LOS ANGELES (AP) — Although crimes including murder and rape are up across the board in Los Angeles, the city is still far less violent than it has been in the past, city leaders said Wednesday as they released citywide statistics for 2015.
Homicides and rapes each jumped by 9 percent in the nation's second-largest city last year compared with 2014, while robberies went up by 13 percent, according to statistics released by the Los Angeles Police Department. Violent crime overall increased by 20 percent, and car theft went up by 17 percent.
The increase in Los Angeles crime comes as police departments across the country, including in New York and Chicago, are scrambling to confront rising bloodshed after years of plummeting crime numbers.

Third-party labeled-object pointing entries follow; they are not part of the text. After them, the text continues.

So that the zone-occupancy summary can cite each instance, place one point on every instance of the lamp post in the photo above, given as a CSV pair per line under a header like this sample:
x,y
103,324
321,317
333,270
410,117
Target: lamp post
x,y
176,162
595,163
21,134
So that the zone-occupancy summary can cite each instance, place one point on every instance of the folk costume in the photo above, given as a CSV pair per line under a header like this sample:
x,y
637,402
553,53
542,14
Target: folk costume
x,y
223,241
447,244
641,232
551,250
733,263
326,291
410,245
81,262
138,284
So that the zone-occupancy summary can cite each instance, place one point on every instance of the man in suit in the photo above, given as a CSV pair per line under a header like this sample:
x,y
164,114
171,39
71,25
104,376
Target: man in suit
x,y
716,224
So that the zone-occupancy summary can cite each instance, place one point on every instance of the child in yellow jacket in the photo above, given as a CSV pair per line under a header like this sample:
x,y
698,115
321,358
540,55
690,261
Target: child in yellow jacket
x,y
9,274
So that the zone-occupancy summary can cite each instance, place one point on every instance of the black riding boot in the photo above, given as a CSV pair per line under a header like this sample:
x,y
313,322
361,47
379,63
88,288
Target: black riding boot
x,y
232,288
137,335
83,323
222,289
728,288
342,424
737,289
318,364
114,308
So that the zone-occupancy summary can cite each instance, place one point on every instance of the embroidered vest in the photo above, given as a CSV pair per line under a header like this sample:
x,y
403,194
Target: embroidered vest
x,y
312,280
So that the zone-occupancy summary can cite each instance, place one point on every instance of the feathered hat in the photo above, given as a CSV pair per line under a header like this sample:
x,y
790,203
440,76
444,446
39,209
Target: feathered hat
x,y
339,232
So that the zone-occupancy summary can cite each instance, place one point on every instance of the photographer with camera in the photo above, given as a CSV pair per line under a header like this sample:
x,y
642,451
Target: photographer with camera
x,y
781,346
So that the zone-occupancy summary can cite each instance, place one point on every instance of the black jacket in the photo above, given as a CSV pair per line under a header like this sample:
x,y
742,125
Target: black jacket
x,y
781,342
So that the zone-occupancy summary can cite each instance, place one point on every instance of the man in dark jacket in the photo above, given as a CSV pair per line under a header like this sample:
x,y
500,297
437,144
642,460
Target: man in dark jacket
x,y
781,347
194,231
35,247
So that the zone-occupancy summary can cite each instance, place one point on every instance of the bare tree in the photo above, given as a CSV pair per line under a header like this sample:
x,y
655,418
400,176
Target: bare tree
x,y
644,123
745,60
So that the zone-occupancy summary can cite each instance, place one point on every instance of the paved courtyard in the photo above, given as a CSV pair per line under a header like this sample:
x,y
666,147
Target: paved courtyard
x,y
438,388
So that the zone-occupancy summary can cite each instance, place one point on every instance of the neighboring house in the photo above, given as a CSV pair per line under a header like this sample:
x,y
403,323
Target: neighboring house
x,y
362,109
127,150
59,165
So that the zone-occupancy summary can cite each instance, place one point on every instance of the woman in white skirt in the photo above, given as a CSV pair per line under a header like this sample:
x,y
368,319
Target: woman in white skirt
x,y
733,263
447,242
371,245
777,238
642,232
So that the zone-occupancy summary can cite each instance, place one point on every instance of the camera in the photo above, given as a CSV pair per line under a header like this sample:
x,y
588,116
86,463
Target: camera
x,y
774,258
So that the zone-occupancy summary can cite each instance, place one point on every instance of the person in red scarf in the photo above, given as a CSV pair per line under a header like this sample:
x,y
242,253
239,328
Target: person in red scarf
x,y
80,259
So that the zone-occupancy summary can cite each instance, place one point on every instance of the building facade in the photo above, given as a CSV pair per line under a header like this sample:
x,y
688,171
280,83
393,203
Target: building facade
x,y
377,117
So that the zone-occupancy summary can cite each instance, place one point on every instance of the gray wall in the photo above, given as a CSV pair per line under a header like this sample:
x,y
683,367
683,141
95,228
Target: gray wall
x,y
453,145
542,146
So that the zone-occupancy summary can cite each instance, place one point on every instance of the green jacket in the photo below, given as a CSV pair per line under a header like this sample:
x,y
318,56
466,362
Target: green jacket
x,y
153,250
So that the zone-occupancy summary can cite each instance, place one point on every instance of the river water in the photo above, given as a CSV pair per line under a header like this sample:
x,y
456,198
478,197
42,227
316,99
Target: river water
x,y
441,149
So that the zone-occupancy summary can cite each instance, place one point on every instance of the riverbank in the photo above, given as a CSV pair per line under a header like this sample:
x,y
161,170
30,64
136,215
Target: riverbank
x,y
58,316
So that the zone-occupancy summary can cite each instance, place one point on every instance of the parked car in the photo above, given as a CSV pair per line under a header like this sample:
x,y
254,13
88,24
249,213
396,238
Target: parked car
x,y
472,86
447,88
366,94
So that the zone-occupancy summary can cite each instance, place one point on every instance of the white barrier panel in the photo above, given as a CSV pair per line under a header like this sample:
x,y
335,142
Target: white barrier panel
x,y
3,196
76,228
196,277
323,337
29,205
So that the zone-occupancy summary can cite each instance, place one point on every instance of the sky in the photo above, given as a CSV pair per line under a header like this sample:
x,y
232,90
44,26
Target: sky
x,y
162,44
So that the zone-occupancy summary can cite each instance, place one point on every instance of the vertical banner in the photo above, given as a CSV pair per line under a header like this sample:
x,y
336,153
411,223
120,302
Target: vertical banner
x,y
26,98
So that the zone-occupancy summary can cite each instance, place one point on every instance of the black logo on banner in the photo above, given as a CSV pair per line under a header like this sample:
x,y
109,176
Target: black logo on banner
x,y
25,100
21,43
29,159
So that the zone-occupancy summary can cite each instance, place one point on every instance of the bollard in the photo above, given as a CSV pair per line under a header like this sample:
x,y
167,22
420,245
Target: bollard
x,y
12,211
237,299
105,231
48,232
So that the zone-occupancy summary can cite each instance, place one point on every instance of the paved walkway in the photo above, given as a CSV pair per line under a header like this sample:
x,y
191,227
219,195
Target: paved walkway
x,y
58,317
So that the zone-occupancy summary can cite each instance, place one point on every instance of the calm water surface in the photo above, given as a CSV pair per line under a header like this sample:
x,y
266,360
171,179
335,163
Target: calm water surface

Police officials and experts say the increases could reflect deepening distrust of police that leads people to settle disputes themselves, officers who are afraid of being second-guessed and court rulings that make it easier than ever to own a gun. Tighter budgets that result in cuts to law-enforcement agencies could also play a role, they say.
At a Wednesday news conference in Los Angeles, Mayor Eric Garcetti and police Chief Charlie Beck emphasized the big picture. Viewed in greater historical context, the department says crime levels are still among the lowest Los Angeles has seen in the past 50 years and still far below where they were in the 1990s and early 2000s.
For instance, overall violent crime in 2015 was down by 23 percent compared with 2005. While 283 people were murdered last year — up from 260 the year before — that figure is still far below the 489 people killed in 2005. In 1992, when murders peaked in Los Angeles during the crack cocaine epidemic, 1,092 people were killed.
"We have numbers in this past year that two or three years ago, let alone decades ago, we would be jumping for joy to see," Garcetti said.
He praised the city's efforts to drive down the crime statistics earlier this year, when the increases were even more dramatic. For instance, violent crime was up 36 percent in the first quarter of 2015, a figure that dropped to 20 percent by the end of the year.
"The 60-year trend is still to me is still an incredibly good one," Garcetti said. "The one-year trend is a troubling one, and the six-month one gives me great hope."
A number of factors are driving this year's overall uptick, including a spike in gang violence over the summer that the department said could possibly be attributed to a number of gang members being released from prison. Of the 283 murders in 2015, Beck said 165 are considered gang-related. That's 58 percent.
Overall gang crime jumped by 15 percent in 2015, the first increase in gang crime in Los Angeles in eight years, Beck said. "Gang crime is truly what steals the youth of Los Angeles," Beck said.
Police are working to address the increases in a number of ways, including deploying hundreds of elite officers to crime hot spots, increasing the number of officers walking the streets versus patrolling in cars, and creating a community relationship division dedicated to building the public's trust in police officers.
The department also has stepped up programs targeting gangs and domestic violence.